Como chegamos a este projeto? Foi fruto de um lento processo comunitário. Dois elementos se cruzaram para chegar a esta pista. O primeiro foi a preocupação de guardar uma zona de silêncio e de natureza à volta da Abadia. A comunidade tinha mudado de lugar há 10 anos, por causa do crescimento da cidade em que a Abadia estava antes. Não queríamos voltar a viver esse mesmo tipo de cenário, o que não é muito fácil num país com forte densidade populacional. Os campos de milho vizinhos da nossa Abadia eram um risco para a nossa solidão. Surgiu a oportunidade de comprar esse terreno, e vimos nisso um apelo. Ao mesmo tempo a nossa economia monástica estava num desequilíbrio estrutural, que exigia uma solução. Eis os ingredientes de base do projeto. À primeira vista a ideia de fazer um cemitério parece esquisito. E depois nós nem sabíamos bem do que estávamos falando. Mas pouco a pouco nos informamos, visitamos outros lugares aonde já existia esse tipo de projeto, dialogamos juntas sobre a possibilidade. Depois das primeiras reações de rejeição diante da ideia de morar ao lado de um cemitério, surgiram outros argumentos: Laudato Si, a ecologia, uma nova relação com a morte e com os modos de enterrar, a partilha da nossa propriedade, ‘ter sempre a morte diante dos olhos’, como dia Regra de São Bento no cap. 4, o testemunho da nossa fé na ressurreição, e finalmente, para nós cistercienses, a ligação contemporânea com a terra e sua gestão. Também tivemos de refletir sobre nossa identidade católica, no coração de uma região protestante. O cemitério não é um cemitério católico, tal como nossa hospedaria que é aberta a todos. No entanto afirmamos claramente nossa identidade cristã e católica. As pessoas que querem ser enterradas aqui têm de respeitar isso, tal como os hóspedes têm de respeitar o nosso modo de agir na hospedaria. Apesar do mundo altamente secularizado em que vivemos, as pessoas são sensíveis ao nosso testemunho por meio deste projeto. Para eles e para suas famílias é um modo de entrar em contato com a Abadia.
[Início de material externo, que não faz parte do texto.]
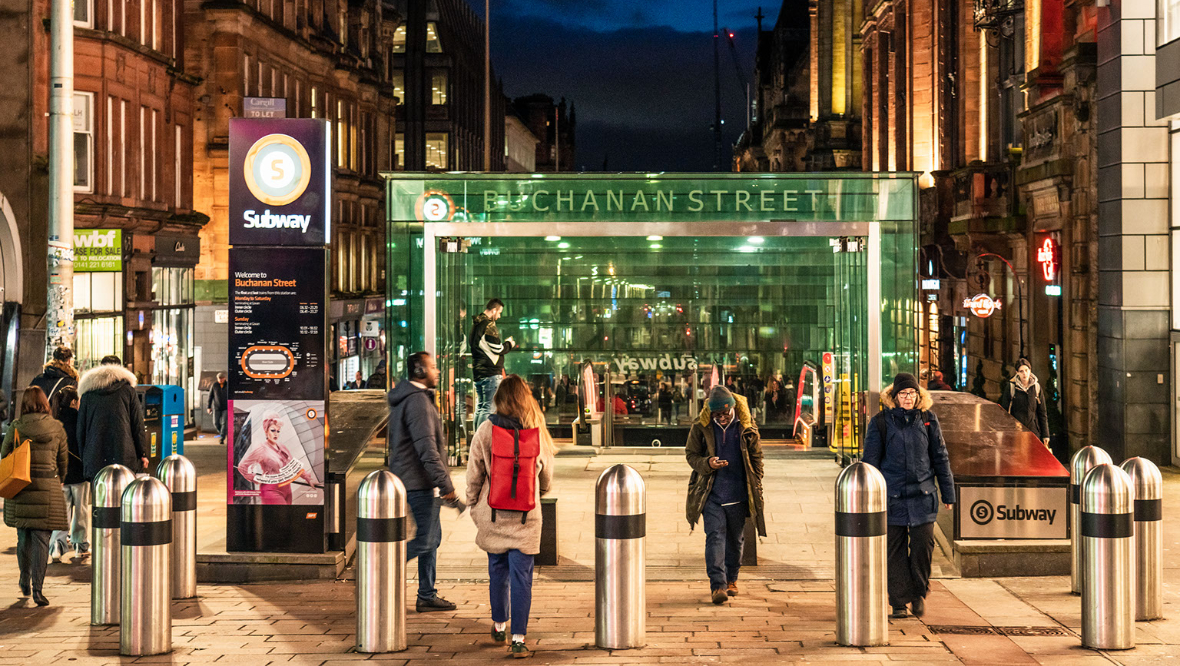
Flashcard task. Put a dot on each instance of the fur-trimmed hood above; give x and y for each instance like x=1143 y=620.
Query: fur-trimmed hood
x=740 y=406
x=924 y=399
x=104 y=379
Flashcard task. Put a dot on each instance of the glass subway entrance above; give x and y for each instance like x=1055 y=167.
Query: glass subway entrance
x=630 y=313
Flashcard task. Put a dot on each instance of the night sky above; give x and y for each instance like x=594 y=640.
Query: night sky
x=638 y=72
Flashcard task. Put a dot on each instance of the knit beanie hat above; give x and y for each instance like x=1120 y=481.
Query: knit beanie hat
x=904 y=380
x=720 y=398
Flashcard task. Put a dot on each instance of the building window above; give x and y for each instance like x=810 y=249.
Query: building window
x=438 y=86
x=436 y=150
x=84 y=142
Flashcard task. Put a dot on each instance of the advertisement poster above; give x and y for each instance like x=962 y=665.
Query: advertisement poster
x=280 y=182
x=276 y=452
x=277 y=324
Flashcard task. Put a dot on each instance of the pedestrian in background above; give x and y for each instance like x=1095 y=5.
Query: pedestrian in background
x=218 y=406
x=511 y=539
x=905 y=443
x=725 y=451
x=40 y=508
x=417 y=455
x=1022 y=398
x=110 y=419
x=74 y=487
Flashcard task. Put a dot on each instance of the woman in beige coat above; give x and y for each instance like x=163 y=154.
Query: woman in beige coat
x=511 y=539
x=40 y=508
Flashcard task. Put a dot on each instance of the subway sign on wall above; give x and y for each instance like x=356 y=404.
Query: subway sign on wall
x=280 y=172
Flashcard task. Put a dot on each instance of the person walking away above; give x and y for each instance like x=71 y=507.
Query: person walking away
x=507 y=529
x=40 y=508
x=110 y=419
x=417 y=455
x=726 y=485
x=74 y=488
x=57 y=373
x=218 y=406
x=905 y=443
x=1022 y=398
x=487 y=352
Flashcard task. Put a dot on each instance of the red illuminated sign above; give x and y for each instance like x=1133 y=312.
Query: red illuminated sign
x=1047 y=255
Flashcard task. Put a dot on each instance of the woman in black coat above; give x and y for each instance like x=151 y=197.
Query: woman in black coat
x=905 y=443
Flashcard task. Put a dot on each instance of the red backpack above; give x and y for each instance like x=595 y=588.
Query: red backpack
x=512 y=475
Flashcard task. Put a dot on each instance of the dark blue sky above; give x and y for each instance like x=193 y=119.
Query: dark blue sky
x=638 y=71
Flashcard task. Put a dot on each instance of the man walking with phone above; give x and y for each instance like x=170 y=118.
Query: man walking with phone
x=726 y=487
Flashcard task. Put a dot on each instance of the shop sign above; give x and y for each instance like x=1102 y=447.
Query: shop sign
x=98 y=250
x=982 y=305
x=279 y=182
x=989 y=511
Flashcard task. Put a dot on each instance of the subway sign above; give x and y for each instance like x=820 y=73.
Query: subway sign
x=280 y=190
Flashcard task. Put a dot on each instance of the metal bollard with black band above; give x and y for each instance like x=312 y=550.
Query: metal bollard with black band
x=145 y=616
x=620 y=526
x=1079 y=465
x=1148 y=542
x=381 y=563
x=1108 y=565
x=104 y=586
x=181 y=480
x=861 y=604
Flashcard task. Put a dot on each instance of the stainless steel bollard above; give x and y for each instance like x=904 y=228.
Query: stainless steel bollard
x=181 y=478
x=620 y=559
x=145 y=606
x=1148 y=542
x=1108 y=565
x=104 y=586
x=1081 y=463
x=861 y=600
x=381 y=563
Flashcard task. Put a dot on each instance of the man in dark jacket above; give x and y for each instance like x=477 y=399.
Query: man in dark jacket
x=905 y=443
x=218 y=406
x=487 y=352
x=726 y=487
x=1022 y=398
x=110 y=419
x=417 y=456
x=57 y=373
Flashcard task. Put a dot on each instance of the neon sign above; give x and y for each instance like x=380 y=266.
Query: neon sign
x=1047 y=255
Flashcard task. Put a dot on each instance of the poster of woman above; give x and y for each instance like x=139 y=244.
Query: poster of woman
x=276 y=455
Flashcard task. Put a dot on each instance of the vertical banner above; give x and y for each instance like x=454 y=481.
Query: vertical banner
x=280 y=224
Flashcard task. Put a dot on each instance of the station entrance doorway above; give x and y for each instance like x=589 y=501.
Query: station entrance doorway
x=630 y=295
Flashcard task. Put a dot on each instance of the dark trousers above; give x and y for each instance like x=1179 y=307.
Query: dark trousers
x=725 y=535
x=424 y=505
x=910 y=553
x=32 y=556
x=511 y=572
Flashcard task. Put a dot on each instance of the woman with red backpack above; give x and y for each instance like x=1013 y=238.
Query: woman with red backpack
x=511 y=467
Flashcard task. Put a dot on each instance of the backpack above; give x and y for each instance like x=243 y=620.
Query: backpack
x=512 y=474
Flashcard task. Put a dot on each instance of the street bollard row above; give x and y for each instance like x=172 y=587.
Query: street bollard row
x=144 y=552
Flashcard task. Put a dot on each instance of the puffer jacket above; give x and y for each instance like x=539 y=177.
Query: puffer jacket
x=702 y=445
x=110 y=420
x=911 y=457
x=40 y=504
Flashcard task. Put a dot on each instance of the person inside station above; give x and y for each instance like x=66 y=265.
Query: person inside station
x=1022 y=398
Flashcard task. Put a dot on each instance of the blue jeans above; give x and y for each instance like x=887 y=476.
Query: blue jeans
x=723 y=540
x=425 y=509
x=484 y=391
x=511 y=569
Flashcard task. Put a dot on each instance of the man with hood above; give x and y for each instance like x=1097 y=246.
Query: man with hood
x=110 y=419
x=57 y=373
x=417 y=456
x=1023 y=399
x=487 y=352
x=726 y=487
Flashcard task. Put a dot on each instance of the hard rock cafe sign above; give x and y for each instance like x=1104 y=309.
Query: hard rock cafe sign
x=982 y=305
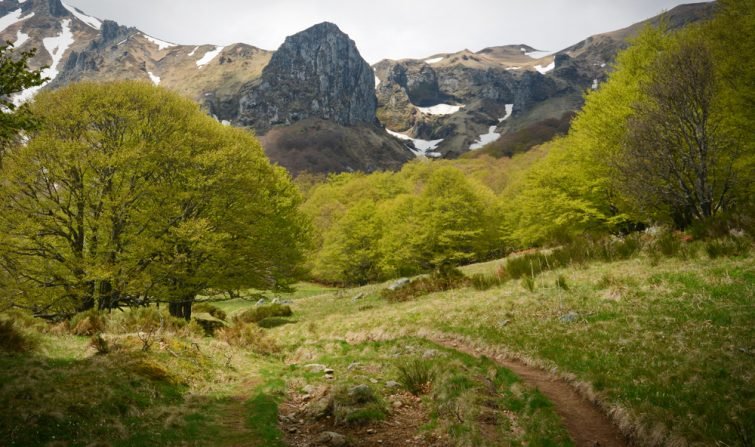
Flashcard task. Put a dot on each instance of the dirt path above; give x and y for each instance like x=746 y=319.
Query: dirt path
x=587 y=425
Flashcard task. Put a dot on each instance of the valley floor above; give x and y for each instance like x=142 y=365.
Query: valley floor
x=665 y=351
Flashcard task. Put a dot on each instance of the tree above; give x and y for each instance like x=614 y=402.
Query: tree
x=15 y=76
x=350 y=254
x=453 y=218
x=678 y=158
x=129 y=194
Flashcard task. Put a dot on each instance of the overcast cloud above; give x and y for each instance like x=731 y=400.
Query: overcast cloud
x=391 y=29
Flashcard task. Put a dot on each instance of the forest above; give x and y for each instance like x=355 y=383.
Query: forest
x=163 y=283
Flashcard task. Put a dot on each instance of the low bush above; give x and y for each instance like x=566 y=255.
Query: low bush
x=727 y=247
x=486 y=282
x=248 y=336
x=438 y=281
x=528 y=282
x=215 y=311
x=13 y=340
x=259 y=313
x=88 y=323
x=416 y=375
x=561 y=283
x=152 y=319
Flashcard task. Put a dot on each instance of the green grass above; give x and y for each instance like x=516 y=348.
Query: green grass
x=672 y=344
x=456 y=395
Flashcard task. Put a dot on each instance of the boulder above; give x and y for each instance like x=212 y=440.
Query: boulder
x=332 y=439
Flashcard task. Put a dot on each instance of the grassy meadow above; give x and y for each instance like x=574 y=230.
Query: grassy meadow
x=664 y=345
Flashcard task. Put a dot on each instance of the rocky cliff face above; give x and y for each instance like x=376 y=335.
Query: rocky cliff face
x=315 y=106
x=481 y=87
x=317 y=73
x=317 y=102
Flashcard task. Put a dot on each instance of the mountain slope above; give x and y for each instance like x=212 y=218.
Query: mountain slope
x=441 y=106
x=537 y=86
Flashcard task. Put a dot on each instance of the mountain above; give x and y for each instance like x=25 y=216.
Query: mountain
x=508 y=97
x=318 y=106
x=314 y=106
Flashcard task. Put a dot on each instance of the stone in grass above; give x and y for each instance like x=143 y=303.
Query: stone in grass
x=399 y=283
x=332 y=439
x=430 y=353
x=570 y=317
x=361 y=394
x=316 y=367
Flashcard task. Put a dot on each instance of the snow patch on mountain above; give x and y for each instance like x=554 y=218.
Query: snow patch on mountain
x=56 y=46
x=546 y=69
x=537 y=54
x=21 y=38
x=91 y=21
x=161 y=44
x=440 y=109
x=155 y=79
x=12 y=18
x=422 y=147
x=209 y=56
x=485 y=139
x=509 y=111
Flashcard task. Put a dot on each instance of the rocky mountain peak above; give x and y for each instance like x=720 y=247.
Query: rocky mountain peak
x=56 y=8
x=317 y=73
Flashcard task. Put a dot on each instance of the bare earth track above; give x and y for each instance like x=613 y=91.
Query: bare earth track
x=587 y=425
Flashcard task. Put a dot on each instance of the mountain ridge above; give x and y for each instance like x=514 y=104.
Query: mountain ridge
x=440 y=106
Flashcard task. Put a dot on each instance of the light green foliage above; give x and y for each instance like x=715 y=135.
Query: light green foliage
x=350 y=247
x=610 y=172
x=128 y=192
x=15 y=76
x=386 y=225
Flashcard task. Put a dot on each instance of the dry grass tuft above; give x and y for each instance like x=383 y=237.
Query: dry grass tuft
x=249 y=336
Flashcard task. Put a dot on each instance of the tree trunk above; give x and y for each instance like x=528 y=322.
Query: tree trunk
x=181 y=309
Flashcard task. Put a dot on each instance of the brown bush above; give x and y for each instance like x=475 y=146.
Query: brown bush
x=248 y=336
x=13 y=340
x=88 y=323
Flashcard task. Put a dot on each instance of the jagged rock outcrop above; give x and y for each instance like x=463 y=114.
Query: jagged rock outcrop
x=317 y=73
x=314 y=101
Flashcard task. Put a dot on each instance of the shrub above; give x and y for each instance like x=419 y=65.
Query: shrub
x=248 y=336
x=485 y=282
x=215 y=311
x=152 y=370
x=88 y=323
x=438 y=281
x=561 y=283
x=717 y=248
x=152 y=319
x=13 y=341
x=257 y=314
x=100 y=345
x=526 y=265
x=416 y=375
x=528 y=282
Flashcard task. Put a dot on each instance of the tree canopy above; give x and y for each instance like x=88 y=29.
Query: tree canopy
x=128 y=193
x=15 y=76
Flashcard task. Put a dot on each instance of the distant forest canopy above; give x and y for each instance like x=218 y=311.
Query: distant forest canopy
x=667 y=140
x=125 y=194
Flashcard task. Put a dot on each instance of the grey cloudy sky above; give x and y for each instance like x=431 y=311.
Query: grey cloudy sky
x=392 y=29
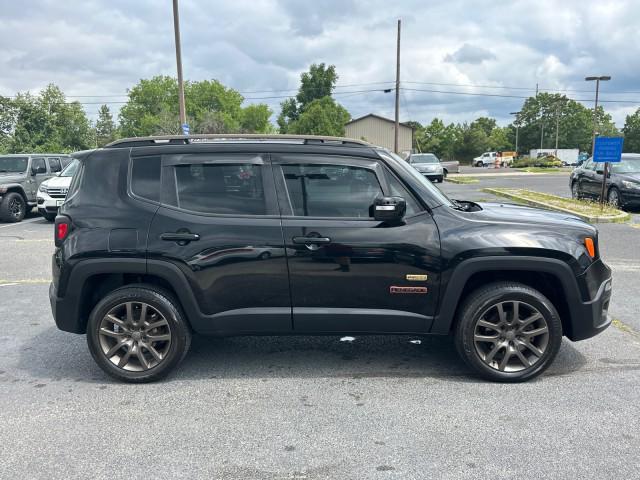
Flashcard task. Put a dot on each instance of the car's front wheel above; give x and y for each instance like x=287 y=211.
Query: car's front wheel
x=613 y=197
x=13 y=208
x=508 y=332
x=138 y=334
x=575 y=190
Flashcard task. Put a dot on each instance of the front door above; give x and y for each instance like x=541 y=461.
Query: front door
x=219 y=224
x=348 y=272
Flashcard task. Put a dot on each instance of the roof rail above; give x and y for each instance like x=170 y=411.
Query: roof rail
x=232 y=137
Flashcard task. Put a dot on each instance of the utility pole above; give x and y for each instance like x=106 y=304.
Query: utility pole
x=602 y=78
x=176 y=29
x=517 y=124
x=397 y=125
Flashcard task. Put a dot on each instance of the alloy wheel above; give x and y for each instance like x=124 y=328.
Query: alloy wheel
x=511 y=336
x=15 y=208
x=134 y=336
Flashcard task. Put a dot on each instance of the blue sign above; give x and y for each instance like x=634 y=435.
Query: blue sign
x=608 y=149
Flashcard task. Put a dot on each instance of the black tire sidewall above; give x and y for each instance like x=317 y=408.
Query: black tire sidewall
x=5 y=215
x=180 y=333
x=478 y=303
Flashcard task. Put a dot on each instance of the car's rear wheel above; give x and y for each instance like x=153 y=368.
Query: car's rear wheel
x=138 y=334
x=508 y=332
x=613 y=197
x=13 y=208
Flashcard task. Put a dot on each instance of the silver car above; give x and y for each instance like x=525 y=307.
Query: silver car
x=428 y=165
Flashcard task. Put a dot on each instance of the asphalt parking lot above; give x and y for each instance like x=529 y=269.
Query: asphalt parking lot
x=314 y=408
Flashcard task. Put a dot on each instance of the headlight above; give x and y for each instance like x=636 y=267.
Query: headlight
x=631 y=185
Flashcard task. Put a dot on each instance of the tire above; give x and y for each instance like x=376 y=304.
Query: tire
x=13 y=208
x=613 y=198
x=485 y=349
x=575 y=190
x=162 y=310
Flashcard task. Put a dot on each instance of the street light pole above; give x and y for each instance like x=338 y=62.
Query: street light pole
x=176 y=29
x=397 y=118
x=602 y=78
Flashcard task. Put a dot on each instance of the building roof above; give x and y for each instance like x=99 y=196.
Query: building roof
x=380 y=118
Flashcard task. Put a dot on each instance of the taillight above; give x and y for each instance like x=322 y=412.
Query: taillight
x=62 y=229
x=590 y=246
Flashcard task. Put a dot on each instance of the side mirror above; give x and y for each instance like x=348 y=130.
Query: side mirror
x=389 y=209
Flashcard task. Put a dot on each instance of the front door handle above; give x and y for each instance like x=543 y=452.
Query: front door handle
x=181 y=238
x=311 y=240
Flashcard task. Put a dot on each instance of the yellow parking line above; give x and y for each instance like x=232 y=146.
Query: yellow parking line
x=29 y=281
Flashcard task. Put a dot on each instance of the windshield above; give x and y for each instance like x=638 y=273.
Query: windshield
x=626 y=165
x=424 y=158
x=418 y=177
x=70 y=170
x=13 y=164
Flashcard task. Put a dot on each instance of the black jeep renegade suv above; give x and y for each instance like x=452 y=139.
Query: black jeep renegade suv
x=161 y=237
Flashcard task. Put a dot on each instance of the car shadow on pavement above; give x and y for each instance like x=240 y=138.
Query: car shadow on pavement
x=58 y=356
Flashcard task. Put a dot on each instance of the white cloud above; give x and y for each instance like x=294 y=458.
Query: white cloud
x=102 y=47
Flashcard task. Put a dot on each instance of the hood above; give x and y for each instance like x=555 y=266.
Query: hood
x=630 y=177
x=58 y=182
x=506 y=212
x=12 y=177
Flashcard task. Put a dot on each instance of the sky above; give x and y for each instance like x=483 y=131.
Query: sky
x=460 y=59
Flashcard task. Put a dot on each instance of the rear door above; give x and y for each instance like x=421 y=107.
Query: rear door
x=218 y=222
x=348 y=272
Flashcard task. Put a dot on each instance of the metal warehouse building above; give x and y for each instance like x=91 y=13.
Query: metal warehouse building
x=379 y=131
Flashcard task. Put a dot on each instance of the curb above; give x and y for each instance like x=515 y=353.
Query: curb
x=466 y=182
x=623 y=217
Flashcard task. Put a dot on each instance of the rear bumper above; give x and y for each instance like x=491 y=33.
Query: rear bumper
x=65 y=311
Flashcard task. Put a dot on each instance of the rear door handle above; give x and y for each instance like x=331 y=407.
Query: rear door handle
x=311 y=240
x=181 y=237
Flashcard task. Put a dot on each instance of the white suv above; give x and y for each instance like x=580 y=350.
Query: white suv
x=52 y=192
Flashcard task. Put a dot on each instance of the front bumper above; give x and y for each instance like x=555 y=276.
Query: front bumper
x=591 y=316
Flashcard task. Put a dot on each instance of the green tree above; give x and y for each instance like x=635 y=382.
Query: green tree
x=105 y=127
x=631 y=131
x=319 y=82
x=48 y=123
x=323 y=116
x=255 y=119
x=211 y=107
x=575 y=123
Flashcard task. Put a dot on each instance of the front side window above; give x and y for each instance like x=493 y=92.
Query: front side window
x=325 y=190
x=54 y=165
x=38 y=165
x=13 y=164
x=220 y=188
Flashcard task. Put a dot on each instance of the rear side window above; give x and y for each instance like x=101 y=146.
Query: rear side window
x=54 y=165
x=220 y=188
x=145 y=178
x=324 y=190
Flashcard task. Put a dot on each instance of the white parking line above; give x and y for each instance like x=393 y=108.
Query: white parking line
x=21 y=223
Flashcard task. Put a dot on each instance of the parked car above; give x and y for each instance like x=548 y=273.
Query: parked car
x=622 y=187
x=394 y=255
x=52 y=192
x=20 y=178
x=486 y=159
x=450 y=166
x=428 y=165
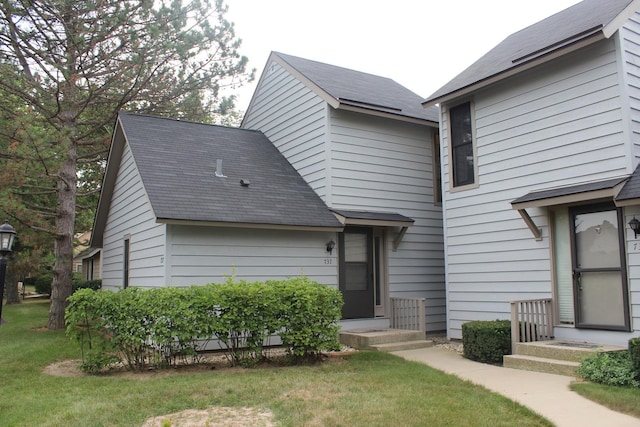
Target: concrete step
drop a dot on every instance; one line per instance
(541, 364)
(561, 350)
(362, 339)
(401, 346)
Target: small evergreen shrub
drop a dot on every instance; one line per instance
(634, 354)
(486, 341)
(611, 368)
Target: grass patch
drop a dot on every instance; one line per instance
(364, 389)
(620, 399)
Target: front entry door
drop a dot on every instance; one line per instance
(599, 273)
(357, 273)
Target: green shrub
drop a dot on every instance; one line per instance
(486, 341)
(164, 326)
(309, 313)
(611, 368)
(634, 353)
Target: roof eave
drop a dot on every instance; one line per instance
(394, 116)
(262, 226)
(517, 69)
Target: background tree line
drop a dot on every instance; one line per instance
(67, 68)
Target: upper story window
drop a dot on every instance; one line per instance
(462, 149)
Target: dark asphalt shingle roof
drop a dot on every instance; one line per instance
(570, 24)
(177, 163)
(360, 89)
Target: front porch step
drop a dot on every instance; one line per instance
(541, 364)
(401, 346)
(553, 357)
(384, 339)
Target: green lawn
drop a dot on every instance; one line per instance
(620, 399)
(364, 389)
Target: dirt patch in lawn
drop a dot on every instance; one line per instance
(215, 416)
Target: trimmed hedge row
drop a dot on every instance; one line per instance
(164, 326)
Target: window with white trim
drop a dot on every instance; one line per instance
(461, 142)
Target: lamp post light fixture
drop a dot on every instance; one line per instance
(7, 236)
(634, 224)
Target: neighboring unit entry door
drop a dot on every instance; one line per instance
(599, 272)
(356, 272)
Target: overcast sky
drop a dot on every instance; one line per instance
(421, 44)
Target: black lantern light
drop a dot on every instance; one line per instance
(330, 245)
(7, 236)
(635, 226)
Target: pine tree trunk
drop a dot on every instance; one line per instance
(63, 246)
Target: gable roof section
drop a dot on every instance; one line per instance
(177, 164)
(348, 89)
(566, 31)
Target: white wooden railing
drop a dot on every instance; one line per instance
(408, 313)
(531, 320)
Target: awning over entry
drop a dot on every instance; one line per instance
(375, 219)
(590, 191)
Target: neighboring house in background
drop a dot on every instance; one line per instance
(89, 260)
(86, 259)
(540, 140)
(366, 147)
(81, 243)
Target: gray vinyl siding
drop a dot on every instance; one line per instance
(130, 215)
(294, 119)
(556, 125)
(630, 47)
(386, 165)
(630, 42)
(203, 255)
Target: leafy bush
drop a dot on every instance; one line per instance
(611, 368)
(634, 353)
(308, 313)
(163, 326)
(486, 341)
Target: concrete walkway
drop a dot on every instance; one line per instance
(547, 394)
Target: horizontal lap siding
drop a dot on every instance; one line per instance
(294, 119)
(210, 255)
(130, 214)
(630, 41)
(385, 165)
(555, 125)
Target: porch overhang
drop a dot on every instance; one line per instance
(376, 219)
(594, 191)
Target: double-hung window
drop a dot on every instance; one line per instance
(462, 149)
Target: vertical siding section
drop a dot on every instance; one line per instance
(294, 119)
(386, 165)
(556, 125)
(630, 46)
(211, 254)
(131, 215)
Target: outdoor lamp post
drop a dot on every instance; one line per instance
(7, 235)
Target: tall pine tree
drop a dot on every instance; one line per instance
(69, 66)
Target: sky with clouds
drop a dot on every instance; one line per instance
(421, 44)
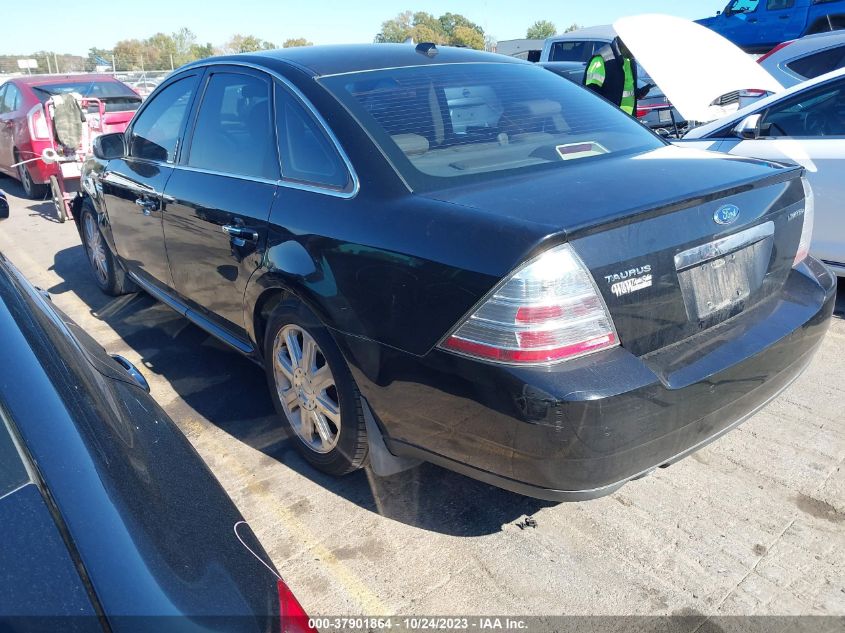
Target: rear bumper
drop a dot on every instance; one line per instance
(581, 429)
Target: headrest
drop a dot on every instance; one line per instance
(411, 144)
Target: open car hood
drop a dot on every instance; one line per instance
(691, 64)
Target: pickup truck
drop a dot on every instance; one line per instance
(757, 26)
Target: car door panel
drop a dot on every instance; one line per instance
(133, 186)
(211, 267)
(221, 195)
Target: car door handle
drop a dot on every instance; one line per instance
(240, 233)
(147, 205)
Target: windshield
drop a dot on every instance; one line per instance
(449, 123)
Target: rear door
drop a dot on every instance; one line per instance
(809, 129)
(9, 99)
(133, 185)
(221, 194)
Koningsakker abriu suas portas, se se pode dizer assim, no dia 1º de setembro 2019. Em todo o país há um verdadeiro interesse por esta forma nova de cemitério e pelo processo para o pôr em prática. Isto confirmou a escolha que fizemos. No entanto precisa-se agora acompanhar, de perto, este projeto, ver o que acontece, adaptar a fórmula aos pedidos recebidos e aos nossos objetivos. A comunidade viveu uma experiência muito construtiva. Vivemos isto como um testemunho de nossa fé na ressurreição, no coração de uma posição ecológica, contemporânea. Trabalhamos em colaboração com o pessoal do setor. O cemitério é gerido por leigos, mas nós asseguramos uma presença discreta no local. Rezamos particularmente pelos que estão enterrados no nosso cemitério. Embora pareça paradoxal, o desenrolar deste processo, que foi pesado, vivificou a nossa vida comunitária e nos uniu à volta de um projeto inovador, arriscado, mas que já está dando frutos.’